State troopers will focus their efforts on locating and stopping left lane violators. Last year, the WSP stopped 13,909 left lane law violators.

According to the law, RCW 46.61.100(2), upon all roadways having two or more lanes for traffic moving in the same direction, all vehicles shall be driven in the right hand lane then available for traffic, except for overtaking and passing another vehicle in the same direction, when traveling at a speed greater than the traffic flow, when moving left to allow traffic to merge or when preparing for a left turn at an intersection, exit or into a private road or driveway when such left turn is legally permitted.

At the beginning of March, B.C. Transportation Minister Todd Stone announced he was planning to introduce legislation to stiffen police’s already existing ability to ticket drivers who “park” in the left lane and prevent other drivers from passing. Stone described such drivers as more than nuisances, saying that the failure to keep right is the cause of many collisions in B.C. according to police and insurance reports.

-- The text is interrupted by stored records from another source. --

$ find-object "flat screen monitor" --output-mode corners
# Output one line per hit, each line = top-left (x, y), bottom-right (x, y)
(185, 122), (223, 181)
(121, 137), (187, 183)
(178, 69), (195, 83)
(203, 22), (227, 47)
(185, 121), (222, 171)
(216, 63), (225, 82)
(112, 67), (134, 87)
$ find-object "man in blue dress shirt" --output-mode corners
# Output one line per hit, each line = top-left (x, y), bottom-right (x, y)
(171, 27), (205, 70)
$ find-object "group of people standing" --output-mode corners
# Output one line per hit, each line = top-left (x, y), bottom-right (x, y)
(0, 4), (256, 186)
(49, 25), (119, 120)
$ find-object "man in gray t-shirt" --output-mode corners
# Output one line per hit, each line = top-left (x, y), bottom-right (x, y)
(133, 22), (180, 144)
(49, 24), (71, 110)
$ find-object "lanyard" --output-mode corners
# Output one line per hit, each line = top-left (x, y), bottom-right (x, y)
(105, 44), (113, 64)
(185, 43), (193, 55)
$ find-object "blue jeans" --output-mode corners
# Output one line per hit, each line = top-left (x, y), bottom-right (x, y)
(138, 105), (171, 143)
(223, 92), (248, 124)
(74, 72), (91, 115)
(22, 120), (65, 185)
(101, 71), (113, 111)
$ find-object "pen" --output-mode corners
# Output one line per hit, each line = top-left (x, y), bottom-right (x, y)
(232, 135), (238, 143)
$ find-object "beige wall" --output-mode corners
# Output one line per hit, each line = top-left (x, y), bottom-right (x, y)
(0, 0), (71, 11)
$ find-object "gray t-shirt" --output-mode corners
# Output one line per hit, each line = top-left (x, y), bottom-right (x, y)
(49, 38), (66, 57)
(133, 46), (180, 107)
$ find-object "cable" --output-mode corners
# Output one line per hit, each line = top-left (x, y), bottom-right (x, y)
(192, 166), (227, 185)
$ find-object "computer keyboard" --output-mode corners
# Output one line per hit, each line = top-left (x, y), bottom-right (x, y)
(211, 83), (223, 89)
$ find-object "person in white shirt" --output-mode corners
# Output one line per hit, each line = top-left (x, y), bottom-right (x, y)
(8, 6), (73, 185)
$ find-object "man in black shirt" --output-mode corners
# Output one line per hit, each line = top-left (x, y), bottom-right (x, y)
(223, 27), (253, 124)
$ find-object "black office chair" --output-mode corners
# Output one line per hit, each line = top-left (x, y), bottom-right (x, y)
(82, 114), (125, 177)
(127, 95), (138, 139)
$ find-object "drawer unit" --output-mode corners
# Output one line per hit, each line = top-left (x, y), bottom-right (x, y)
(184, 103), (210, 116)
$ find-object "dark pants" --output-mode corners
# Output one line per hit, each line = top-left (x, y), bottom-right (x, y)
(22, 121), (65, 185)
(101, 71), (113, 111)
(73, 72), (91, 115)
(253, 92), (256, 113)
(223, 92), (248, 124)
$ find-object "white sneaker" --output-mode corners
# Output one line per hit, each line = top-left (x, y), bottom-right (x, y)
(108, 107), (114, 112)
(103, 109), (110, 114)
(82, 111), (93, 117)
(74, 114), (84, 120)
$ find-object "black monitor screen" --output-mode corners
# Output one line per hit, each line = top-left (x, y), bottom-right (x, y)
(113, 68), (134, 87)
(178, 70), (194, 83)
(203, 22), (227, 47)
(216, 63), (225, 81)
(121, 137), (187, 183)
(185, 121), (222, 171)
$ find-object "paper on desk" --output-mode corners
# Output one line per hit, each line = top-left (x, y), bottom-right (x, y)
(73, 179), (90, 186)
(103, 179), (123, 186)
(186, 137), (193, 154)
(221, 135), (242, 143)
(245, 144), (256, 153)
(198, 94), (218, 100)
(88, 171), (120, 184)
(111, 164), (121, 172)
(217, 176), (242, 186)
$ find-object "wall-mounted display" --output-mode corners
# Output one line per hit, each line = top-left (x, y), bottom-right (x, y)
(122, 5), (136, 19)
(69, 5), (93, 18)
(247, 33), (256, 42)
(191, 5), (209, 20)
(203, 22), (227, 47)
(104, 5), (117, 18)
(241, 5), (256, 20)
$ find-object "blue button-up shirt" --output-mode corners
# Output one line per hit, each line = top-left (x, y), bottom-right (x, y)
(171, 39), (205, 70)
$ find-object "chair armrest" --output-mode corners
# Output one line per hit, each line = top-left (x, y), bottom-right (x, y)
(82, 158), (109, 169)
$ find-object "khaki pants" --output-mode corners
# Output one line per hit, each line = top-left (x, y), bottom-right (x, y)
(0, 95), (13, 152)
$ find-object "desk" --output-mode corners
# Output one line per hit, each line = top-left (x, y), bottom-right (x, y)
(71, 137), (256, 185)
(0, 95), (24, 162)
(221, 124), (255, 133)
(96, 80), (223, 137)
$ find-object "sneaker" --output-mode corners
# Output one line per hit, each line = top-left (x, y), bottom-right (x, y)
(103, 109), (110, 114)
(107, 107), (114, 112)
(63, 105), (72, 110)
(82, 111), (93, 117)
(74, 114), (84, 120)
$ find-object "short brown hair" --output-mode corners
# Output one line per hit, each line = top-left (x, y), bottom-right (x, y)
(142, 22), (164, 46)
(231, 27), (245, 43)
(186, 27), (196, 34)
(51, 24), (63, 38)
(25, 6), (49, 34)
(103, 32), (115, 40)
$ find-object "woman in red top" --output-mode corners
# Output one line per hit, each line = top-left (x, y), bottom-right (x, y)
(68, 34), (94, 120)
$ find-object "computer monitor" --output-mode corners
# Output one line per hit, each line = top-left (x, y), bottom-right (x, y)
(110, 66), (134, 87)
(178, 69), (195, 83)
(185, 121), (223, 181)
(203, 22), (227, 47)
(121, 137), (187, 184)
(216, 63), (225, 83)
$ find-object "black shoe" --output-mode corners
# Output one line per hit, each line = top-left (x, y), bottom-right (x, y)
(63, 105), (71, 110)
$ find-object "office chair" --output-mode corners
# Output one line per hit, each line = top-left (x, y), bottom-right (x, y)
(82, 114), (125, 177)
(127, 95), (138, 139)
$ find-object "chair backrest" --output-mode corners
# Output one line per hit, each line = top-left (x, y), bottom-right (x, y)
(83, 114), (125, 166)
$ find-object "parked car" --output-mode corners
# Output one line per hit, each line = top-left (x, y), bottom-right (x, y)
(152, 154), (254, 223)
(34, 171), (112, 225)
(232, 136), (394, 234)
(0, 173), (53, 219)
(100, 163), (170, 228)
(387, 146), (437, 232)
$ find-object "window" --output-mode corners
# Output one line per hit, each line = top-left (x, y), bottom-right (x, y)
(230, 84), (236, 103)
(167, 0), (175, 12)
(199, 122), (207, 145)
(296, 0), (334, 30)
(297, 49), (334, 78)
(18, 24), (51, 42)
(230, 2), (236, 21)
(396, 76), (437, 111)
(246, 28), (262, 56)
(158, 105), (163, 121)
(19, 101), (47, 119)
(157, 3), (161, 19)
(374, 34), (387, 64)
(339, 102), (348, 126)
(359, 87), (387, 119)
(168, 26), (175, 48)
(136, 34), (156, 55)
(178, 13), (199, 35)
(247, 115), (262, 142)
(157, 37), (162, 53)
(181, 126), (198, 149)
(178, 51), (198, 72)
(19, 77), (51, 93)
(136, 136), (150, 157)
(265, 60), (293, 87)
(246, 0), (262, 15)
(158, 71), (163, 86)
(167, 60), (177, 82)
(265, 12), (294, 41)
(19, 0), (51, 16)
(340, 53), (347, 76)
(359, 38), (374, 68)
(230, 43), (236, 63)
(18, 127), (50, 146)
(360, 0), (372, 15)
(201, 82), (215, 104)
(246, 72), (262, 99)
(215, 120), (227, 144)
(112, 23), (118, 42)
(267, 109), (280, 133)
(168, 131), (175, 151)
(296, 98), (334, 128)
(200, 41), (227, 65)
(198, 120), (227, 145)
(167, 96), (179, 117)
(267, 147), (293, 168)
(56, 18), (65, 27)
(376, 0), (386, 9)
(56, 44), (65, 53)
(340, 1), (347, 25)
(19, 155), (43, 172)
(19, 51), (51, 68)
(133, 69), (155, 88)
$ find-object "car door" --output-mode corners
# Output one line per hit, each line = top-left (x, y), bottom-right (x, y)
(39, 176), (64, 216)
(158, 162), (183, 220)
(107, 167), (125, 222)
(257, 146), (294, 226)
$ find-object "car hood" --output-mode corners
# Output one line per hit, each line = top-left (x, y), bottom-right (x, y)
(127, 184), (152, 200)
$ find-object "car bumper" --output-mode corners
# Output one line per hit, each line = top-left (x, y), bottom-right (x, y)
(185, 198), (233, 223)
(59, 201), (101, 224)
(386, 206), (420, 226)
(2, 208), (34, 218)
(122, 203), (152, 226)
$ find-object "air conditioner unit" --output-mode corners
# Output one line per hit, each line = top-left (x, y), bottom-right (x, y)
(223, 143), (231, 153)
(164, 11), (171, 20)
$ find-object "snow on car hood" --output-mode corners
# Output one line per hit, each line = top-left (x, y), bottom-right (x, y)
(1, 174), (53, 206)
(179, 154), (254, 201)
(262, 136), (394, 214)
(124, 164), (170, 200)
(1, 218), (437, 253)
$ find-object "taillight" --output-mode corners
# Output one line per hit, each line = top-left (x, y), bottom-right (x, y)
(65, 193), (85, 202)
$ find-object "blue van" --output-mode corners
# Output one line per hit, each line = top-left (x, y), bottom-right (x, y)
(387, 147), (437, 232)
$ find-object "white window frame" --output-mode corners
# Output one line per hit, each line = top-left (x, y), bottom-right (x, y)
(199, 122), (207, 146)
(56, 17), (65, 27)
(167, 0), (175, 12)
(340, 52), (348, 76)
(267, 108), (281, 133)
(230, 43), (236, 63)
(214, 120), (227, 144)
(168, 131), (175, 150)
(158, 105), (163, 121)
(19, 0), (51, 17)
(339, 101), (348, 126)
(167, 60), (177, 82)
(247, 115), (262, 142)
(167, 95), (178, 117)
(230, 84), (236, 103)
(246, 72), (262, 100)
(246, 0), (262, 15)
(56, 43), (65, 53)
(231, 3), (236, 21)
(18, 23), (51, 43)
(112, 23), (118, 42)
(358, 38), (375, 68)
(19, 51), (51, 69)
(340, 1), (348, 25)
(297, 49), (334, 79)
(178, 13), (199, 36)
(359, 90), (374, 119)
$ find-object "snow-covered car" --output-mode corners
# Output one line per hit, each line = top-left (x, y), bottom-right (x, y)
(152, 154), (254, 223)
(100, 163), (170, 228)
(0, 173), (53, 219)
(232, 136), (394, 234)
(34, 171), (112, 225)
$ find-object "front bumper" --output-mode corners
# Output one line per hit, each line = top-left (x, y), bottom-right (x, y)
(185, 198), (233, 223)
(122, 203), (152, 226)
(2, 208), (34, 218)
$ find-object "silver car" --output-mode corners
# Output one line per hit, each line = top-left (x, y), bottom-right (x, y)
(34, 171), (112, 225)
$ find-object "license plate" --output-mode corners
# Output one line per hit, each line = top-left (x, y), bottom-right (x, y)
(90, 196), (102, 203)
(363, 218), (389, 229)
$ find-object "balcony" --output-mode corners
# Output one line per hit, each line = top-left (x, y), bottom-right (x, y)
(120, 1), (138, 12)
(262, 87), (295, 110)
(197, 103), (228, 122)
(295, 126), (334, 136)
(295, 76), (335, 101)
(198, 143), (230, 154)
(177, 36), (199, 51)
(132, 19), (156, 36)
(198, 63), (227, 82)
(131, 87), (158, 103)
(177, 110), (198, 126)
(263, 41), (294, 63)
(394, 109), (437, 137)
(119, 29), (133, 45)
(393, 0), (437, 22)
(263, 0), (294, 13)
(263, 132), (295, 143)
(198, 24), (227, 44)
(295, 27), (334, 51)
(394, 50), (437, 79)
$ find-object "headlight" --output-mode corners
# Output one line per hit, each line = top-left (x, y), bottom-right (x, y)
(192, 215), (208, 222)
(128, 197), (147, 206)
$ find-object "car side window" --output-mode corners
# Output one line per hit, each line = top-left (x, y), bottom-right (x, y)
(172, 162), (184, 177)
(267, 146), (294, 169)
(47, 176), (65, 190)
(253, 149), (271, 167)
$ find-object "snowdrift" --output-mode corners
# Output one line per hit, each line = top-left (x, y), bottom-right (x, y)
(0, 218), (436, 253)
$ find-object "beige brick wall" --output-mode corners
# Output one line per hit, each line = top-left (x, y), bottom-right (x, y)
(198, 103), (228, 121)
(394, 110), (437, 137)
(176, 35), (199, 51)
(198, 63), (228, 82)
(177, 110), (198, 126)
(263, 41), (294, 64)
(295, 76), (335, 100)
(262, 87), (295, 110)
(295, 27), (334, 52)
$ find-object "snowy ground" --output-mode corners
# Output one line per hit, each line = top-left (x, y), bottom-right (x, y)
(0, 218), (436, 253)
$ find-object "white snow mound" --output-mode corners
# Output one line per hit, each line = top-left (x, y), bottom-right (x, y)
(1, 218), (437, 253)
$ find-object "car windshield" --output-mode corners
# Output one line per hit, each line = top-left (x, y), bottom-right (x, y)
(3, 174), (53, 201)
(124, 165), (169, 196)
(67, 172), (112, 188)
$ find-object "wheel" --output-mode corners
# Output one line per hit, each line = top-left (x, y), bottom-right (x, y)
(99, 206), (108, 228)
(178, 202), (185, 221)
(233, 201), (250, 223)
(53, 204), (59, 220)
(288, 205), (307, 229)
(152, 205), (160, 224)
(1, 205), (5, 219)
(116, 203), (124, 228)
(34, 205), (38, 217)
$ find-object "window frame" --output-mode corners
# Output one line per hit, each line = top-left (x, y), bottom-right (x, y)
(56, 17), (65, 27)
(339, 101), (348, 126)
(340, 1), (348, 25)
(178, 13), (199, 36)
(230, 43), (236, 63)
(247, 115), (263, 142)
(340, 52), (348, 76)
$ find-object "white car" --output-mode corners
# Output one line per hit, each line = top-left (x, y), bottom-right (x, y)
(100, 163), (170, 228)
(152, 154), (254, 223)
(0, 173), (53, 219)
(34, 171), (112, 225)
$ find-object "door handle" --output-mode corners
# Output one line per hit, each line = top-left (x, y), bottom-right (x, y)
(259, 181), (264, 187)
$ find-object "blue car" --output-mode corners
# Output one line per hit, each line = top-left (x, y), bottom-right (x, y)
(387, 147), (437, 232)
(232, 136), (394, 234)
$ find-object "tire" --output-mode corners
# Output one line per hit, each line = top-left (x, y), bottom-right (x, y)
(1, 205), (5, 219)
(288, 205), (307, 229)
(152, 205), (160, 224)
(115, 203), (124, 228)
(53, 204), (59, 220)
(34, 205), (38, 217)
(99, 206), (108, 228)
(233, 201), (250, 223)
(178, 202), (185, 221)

A CBC poll taken March 3 showed 81 percent of respondents said yes, people needed to obey the left lane law, 5 percent said no, everyone should slow down and 13 percent said only those going well under the speed limit should move over.

  1. Campbell McClusky March 18, 2016, 6:30 am

    Both sets of law enforcement efforts should rather emphasize enforcement against tail-gating and failure to read and obey stop signs. It would be nice too and a safety step if law-enforcement would enforce against headlights which are out of adjustment and effectively blind the drivers ahead.